Así se desarrolló la mayor parte del recorrido hasta que, a falta de unos 15 kilómetros, cuando preparaban piernas para la subida del Alfacar, Wallays -que después se quedaría atrás- King y Stalnov abrieron hueco con los otros seis compañeros de fuga, rumbo a la victoria.

Con esta situación arrancaba la subida al Puerto de Alfacar. Una ascensión de algo más de 12 kilómetros con desnivel del 5,4% y con un duro tramo a media subida del 11%.

Justo antes de llegar a ese punto, Wallays se fue quedando y formó grupo perseguidor con Rolland, a unos 25 segundos de Stalnov y King. El norteamericano del Dimension Data llegó a relamerse con serias opciones de vestirse de rojo dada la profunda brecha. Tanto el líder, Kwiatkowski, como su inmediato perseguidor, Alejandro Valverde, rodaron durante unos segundos, mimetizados con el pelotón, a más de un minuto del virtual líder.

Entretanto, el pelotón comenzó a volar a su paso por la localidad granadina que da nombre al puerto final, en el marco rocoso y cálido de la sierra de Alfaguara. Sin embargo, la brecha abierta por la pronta escapada era ya imposible de rectificar a menos de 6 kilómetros para el ocaso de la etapa.

A lo largo de la dura subida se sucedieron los ataques entre los rezagados que, en los últimos kilómetros, despertaron del letargo para arañar segundos en la general.

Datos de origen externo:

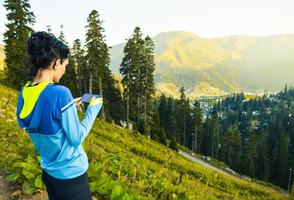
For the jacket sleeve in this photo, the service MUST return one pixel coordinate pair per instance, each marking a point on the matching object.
(77, 131)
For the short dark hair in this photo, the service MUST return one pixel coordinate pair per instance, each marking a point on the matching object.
(43, 48)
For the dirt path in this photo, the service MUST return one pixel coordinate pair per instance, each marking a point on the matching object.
(203, 163)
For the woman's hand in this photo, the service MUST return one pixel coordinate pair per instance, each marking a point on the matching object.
(78, 101)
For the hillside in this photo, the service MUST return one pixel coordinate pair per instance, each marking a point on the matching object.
(123, 165)
(218, 66)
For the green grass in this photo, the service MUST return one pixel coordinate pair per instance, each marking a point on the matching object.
(123, 165)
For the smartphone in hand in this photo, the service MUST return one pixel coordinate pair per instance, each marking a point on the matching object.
(87, 97)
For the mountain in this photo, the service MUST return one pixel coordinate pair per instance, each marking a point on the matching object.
(219, 66)
(123, 165)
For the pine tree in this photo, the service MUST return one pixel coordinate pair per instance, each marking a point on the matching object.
(170, 118)
(79, 62)
(262, 171)
(69, 79)
(197, 117)
(136, 77)
(162, 110)
(173, 144)
(20, 18)
(181, 117)
(280, 167)
(97, 54)
(251, 154)
(147, 80)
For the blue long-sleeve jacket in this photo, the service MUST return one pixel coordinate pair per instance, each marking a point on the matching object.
(49, 115)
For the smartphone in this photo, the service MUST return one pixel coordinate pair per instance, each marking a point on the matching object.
(87, 97)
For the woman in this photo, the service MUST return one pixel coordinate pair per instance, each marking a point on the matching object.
(48, 113)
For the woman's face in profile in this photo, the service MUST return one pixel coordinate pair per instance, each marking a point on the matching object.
(60, 69)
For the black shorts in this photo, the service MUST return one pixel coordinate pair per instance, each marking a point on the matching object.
(67, 189)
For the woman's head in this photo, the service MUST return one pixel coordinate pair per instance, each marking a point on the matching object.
(47, 54)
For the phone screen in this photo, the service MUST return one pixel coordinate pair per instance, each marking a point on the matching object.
(87, 97)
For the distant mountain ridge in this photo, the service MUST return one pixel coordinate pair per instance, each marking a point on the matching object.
(219, 66)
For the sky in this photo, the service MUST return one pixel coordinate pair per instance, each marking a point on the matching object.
(206, 18)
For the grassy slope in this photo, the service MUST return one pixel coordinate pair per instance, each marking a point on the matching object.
(124, 165)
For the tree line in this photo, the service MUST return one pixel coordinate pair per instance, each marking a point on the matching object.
(253, 136)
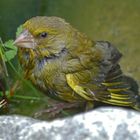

Finalmente, con el arreón de las últimas pedaladas, Kwiatkowski se ganó el derecho a vestir de rojo también en la quinta etapa y la jornada regaló espectáculo con la emoción propia de lo inesperado.

Valverde, aunque sin quitar ojo a la amenaza Yates, se quedó junto a Nairo por instinto protector. El español del Movistar concluye la jornada en cuarta posición de la general, a doce segundos de Kwiatkowski, y superado por el británico del Mitchelton-Scott (2º) y Emanuel Buchman (3º).